Observability

Monitoring and Logging in AWS

Overview

Security is job number 1️⃣, and everything fails all the time - Werner Vogels, Amazon CTO

These are just a few of the many reasons that we need Observability and Monitoring.

The 3 pillars 🏛️ of observability in AWS:

CloudWatch

Metrics: Metrics are a numeric representation of data measured over time or time series data.
Logs: Immutable, timestamped records of discrete events that happen over time.
Events: Send notifications when certain events happen in your AWS
Alarms: React in real-time to metrics/events

X-Ray

X-ray traces represent a series of related distributed events that encode the end-to-end request flow through a distributed system.
They provide visibility, such as latency, into the path traversed by a request and the structure of the request.

CloudTrail

Internal monitoring of API calls being made
Audit changes to AWS Resources by your users

Overall all together these 3 technologies give you a solid foundation to observability in AWS.

CloudWatch

Amazon CloudWatch is Amazon’s main observability service. With a log server, metrics server, dashboards, and alarms, it provides a wide range of observability features.
CloudWatch is basically a metrics repository. Any AWS service, such as EC2 puts metrics on the repository and you retrieve statistics based on those metrics. If you put your own metrics into CloudWatch, you can retrieve statistics on those as well.
CloudWatch does not aggregate data across regions. Therefore metrics are completely separate across regions.

CloudWatch Concepts:

Metrics:

Represents a time-ordered set of data points that are published to CloudWatch.
It is the variable to monitor (CPUUtilization, NetworkIn…)
Metrics cannot be deleted but they will automatically expire after 15 months if no new data is published to them. As new data comes in, data older than 15 months are dropped.
Metrics are uniquely defined by:

Namespace

A namespace is a container for CloudWatch metrics.

Name

Names are unique within a Namespace, e.g., CPUUtilization is distinct from DiskReadOps

Dimensions

K-V pair that is part of the identity of a metric.
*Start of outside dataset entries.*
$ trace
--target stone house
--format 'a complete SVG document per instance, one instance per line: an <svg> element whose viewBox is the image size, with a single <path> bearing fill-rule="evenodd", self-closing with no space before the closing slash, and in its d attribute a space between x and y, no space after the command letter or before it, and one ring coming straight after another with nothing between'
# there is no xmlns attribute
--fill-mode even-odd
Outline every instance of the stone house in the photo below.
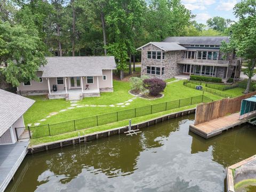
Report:
<svg viewBox="0 0 256 192"><path fill-rule="evenodd" d="M179 75L238 79L241 60L234 53L225 58L220 50L228 37L169 37L149 42L141 51L141 75L163 79Z"/></svg>
<svg viewBox="0 0 256 192"><path fill-rule="evenodd" d="M37 72L38 81L21 83L17 93L48 95L49 99L79 100L113 92L113 56L47 57L47 64Z"/></svg>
Metrics, and their identifiers, can be listed using the AWS CLI tool and the AWS console.

  $ aws cloudwatch list-metrics --namespace AWS/EC2
  {
      "Metrics": [
          {
              "Namespace": "AWS/EC2",
              "MetricName": "NetworkPacketsIn",
              "Dimensions": [
                  {
                      "Name": "InstanceId",
                      "Value": "i-08d99a369f572dbdb"
                  }
              ]
          },
  ...

Namespace : AWS namespaces typically use the naming convention AWS/service. For example, AWS Lambda uses the AWS/Lambda namespace. Metrics in different namespaces are isolated from each other.

Name : Name of the Metric. e.g. mem_used_percent
Dimensions : A dimension is a K-V pair that is part of the identity of a metric. You can assign up to 30 dimensions to a metric. Each metric has specific characteristics that describe it. You can think of dimensions as categories for those characteristics.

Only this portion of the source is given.